Ryan Shorthouse sees Cloverfield, and is not impressed

So much anticipation in the beginning. And at the end, so much disappointment. Much like Rudy Giuliani’s presidential campaign.

Director Matt Reeves’s Cloverfield is similar to the Blair Witch Project, in that all the horror is shot from behind a hand-held video camera. Initially, it is quite effective. Creepy Hud Platt (T.J.Miller) records people’s testimonies for Rob Hawkins (Michael Stahl-David), who is having a party before going off to Japan to start a new life and leave behind his beautiful ex-girlfriend (Odette Yustman). Hud Platt stalks a girl (Lizzy Caplan), pressurising her to speak to the camera; her discomfort creates a general feeling of unease.

It is all quite eerie; you sense a looming danger, without knowing what it is. Then Manhattan shakes. The News channels think it’s an earthquake. The party rushes outside, where rocks fly and clouds of dust swirl in the streets. The head of the Statue of Liberty falls (with obvious iconic intent) in front of the surviving members of Hawkins’s party.
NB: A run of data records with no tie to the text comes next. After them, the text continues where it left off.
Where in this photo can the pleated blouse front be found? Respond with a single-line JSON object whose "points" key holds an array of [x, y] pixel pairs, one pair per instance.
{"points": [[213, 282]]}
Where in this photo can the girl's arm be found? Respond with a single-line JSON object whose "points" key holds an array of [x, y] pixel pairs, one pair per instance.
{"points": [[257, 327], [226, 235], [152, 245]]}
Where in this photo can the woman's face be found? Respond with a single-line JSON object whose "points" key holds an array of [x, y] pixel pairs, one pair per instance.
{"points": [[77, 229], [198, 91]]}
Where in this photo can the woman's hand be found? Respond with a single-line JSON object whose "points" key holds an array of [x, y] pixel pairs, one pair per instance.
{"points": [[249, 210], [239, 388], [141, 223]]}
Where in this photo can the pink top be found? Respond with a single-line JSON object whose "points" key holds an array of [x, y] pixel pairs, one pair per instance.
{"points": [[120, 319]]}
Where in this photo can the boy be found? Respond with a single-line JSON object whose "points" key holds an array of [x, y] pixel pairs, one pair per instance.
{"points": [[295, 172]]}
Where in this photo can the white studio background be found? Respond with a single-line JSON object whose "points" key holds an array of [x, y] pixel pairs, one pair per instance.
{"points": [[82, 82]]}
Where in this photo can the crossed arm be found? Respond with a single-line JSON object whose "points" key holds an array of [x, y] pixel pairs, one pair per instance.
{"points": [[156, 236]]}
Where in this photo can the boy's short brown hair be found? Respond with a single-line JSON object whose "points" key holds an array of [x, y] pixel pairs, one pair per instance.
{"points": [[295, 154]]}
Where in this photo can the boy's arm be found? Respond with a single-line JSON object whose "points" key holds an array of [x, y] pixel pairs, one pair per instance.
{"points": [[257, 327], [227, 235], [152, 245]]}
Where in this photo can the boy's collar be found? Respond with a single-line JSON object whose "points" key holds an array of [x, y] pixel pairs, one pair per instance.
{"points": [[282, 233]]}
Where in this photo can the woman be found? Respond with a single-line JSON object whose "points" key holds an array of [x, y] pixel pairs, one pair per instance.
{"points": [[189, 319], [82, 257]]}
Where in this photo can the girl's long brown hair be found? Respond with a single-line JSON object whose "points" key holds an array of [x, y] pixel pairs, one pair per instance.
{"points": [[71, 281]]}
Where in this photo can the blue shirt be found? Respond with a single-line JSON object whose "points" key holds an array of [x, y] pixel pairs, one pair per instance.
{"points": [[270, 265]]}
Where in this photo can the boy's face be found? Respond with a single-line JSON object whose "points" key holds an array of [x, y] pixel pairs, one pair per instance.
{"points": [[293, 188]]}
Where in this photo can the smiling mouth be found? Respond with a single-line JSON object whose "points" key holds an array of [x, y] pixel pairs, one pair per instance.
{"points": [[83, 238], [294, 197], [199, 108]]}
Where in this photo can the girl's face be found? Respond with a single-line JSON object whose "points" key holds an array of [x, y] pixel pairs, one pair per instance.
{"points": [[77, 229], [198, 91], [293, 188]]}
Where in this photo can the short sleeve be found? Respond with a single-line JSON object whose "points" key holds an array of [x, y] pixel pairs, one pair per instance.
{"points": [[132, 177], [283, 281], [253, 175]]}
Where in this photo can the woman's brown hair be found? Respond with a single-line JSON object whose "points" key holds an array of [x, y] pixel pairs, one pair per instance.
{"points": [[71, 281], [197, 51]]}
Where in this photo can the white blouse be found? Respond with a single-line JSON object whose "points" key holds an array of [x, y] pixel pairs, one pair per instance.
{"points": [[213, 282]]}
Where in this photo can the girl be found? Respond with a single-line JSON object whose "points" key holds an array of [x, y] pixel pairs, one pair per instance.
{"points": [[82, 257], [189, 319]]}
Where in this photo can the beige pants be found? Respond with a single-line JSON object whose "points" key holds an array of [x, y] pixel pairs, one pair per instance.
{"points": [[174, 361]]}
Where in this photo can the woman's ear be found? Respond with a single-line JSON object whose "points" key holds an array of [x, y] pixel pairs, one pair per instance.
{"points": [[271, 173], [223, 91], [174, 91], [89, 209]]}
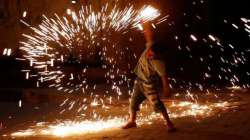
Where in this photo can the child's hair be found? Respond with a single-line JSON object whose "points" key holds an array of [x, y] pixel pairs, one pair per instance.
{"points": [[158, 48]]}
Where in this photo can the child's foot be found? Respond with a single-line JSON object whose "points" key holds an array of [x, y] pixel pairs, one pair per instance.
{"points": [[171, 128], [129, 125]]}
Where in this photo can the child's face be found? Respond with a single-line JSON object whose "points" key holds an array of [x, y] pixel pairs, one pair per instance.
{"points": [[147, 32]]}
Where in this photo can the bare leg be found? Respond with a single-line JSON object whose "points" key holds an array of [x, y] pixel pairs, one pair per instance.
{"points": [[170, 125], [132, 121]]}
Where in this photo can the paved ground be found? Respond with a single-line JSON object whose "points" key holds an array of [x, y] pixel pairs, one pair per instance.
{"points": [[230, 124]]}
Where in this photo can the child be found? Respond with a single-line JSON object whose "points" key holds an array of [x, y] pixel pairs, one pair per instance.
{"points": [[149, 68]]}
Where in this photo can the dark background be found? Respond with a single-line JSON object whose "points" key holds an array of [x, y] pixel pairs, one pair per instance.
{"points": [[213, 12]]}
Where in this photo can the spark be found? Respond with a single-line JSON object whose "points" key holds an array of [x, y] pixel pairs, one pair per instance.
{"points": [[73, 128]]}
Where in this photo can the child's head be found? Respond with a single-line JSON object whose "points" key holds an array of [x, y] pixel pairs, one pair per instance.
{"points": [[148, 31], [158, 48]]}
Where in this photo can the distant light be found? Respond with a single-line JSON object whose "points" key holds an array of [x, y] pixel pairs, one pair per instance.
{"points": [[68, 11], [212, 37], [140, 27], [235, 26], [24, 14], [20, 103], [153, 26], [5, 51], [193, 38], [9, 52], [27, 75], [149, 13]]}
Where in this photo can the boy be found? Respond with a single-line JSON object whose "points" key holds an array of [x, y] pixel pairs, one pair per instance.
{"points": [[149, 68]]}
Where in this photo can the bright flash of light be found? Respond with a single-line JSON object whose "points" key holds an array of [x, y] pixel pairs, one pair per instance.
{"points": [[148, 13]]}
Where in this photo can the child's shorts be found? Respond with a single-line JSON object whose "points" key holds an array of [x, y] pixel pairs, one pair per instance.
{"points": [[142, 91]]}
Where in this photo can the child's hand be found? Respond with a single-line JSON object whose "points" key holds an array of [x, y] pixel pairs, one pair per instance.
{"points": [[166, 94]]}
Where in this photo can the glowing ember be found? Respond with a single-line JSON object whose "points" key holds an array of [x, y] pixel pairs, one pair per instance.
{"points": [[70, 128]]}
A ridiculous Godzilla-like creature emerges, shoulder-barging high-rise flats and stamping on yellow cabs. Much of the rest of the film consists of Hawkins and his friends venturing forth to find his injured girlfriend, while attempting to keep out of the path of the dinosaur-hybrid and the copious amounts of little spider-like creatures it apparently breeds and sprinkles around like attack dogs.

Every so often the film cuts back to previous clips showing Hawkins and his girlfriend in more carefree times. But as their story becomes increasingly ridiculous, the vaguest sympathy one might have had for these characters disappears. Implausibility is heaped on implausibility. The group of survivors manages to get to the 50th floor of a slumped high-rise block to save the girlfriend, who, despite having had a metal bar stuck through her shoulder for hours on end, is quite capable not only of walking, but running when required. The helicopter which comes to the rescue is by happy chance right there at the end of the street, seemingly waiting just for them. When it is hit and plummets to the ground, they not only all survive, but find themselves in the middle of Central Park, with the monster looming over them. Its red ears expand and just before it rips into its prey, it adopts a dopey expression in what looks like a tacky and unnecessary attempt at humour.

There’s something seriously de trop about this film. Poor, much-battered Manhatten could so easily have been under siege from something which was at least half-way believable. Indeed could it not have depicted an actual terrorist attack, instead of attempting and failing to make comparisons with 9/11, comparisons which come over in this context as utterly tasteless?  As it stands, the total fantasy of Cloverfield makes no lasting impact- unless you count the throbbing headache you’re left with after following a hyperactive hand-held camera for an hour and a half.